I know. Everyone was reading and talking about The Guernsey Literary and Potato Peel Pie Society last year, and the year before that too. I can’t say it was even on my TBR list, but I was shelf browsing at the library and there it was. So now I’ve read it.
The basic story has already been summarized many times in the blogosphere. It’s a post World War II epistolary novel about life on Guernsey during and after the German occupation. It’s also a love story between a London author and pretty much everyone she corresponds with, especially one fellow whom she finally marries.

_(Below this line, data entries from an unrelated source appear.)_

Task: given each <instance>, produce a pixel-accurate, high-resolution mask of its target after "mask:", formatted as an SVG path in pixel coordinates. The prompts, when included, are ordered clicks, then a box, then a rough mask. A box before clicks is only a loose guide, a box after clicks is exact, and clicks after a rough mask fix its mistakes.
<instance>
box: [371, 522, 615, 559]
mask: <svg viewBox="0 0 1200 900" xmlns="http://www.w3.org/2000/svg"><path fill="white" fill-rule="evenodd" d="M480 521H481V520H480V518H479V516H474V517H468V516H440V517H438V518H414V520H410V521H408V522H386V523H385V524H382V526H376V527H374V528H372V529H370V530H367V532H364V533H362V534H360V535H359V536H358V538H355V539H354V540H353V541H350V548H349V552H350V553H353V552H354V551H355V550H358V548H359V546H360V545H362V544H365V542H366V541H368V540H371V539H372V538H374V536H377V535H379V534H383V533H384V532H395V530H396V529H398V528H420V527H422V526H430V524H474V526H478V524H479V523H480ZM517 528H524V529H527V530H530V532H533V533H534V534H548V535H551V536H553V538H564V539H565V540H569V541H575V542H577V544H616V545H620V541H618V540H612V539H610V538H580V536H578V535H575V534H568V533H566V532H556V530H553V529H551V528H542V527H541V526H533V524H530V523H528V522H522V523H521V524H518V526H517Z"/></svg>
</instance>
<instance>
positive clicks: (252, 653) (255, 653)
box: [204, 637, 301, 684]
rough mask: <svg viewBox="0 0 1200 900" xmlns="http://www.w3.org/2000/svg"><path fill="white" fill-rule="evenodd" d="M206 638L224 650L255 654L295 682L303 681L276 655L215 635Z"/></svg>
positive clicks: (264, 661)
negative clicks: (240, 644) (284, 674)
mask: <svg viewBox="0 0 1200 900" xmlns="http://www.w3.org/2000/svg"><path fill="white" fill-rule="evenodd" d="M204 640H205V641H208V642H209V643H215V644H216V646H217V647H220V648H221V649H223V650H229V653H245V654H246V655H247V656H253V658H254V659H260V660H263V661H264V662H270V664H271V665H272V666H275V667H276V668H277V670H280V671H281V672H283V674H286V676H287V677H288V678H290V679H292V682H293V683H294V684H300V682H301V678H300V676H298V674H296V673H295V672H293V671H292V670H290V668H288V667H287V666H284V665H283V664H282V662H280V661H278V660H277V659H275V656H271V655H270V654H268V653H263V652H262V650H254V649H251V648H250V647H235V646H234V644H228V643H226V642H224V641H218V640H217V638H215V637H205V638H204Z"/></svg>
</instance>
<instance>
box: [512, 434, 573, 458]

It was an enjoyable read, and here are some of the things it got me thinking about:
- I’m not immediately attracted to epistolary novels, but all the correspondents here are so witty it held my attention. It reminded me a lot of 84 Charing Cross Road, but with a fuller cast of letter-writers. It got me thinking about whether there are parallels between these epistolary relationships and the ones that form online. In this book the characters meet “IRL,” and no one is disappointed (my lurking fear about meeting anyone from the blogosphere in real life). Is who we are in print closer to our true selves, or further away? Are we better/smarter/more diplomatic in writing than face-to-face? These kinds of questions occurred to me as I read. (I haven’t answered them…)
- The characters were all much too clever to be believable, actually.
- The ending felt sudden and predictable — like the authors were playing hide-and-seek, got tired of waiting to be found out, and decided to end things quickly.
- It was very clever, and for awhile I thought that was all it was. But it brought me to tears more than once, so beneath the entertainment was a human story that pulled my human heartstrings.
- I learned a little about what the occupation felt like.
- There was sort of a spiritual theme, worked out through comments the characters made about their readings and their neighbors and their life choices, and through the one stock religious hypocrite character. This was mostly a source of frustration for me, as there were no genuine people of faith featured. Even among the “bad guys” — the Germans — there was one decent character. But not among the Christians.
- Reading. I really enjoyed the depiction of books as food for the soul, and as footholds of meaning in a chaotic time. The characters respond to their reading in non-academic, deeply personal ways, and virtually everyone in the literary society comes off looking unpretentiously erudite. Is this further evidence of my feeling that the characters are too clever to be believable? Or is it actually the case that when we read — at least, when we read the kinds of classics that these folks read — we can be raised out of sleepy passivity into a higher sphere of thought?
If I were in the habit of rating books, I wouldn’t call this a great one. But I still enjoyed it immensely. It provided for me what my favorite prof in college used to call “an encapsulating aesthetic experience.” There was an effortlessness to reading it. I can see why it has been so popular.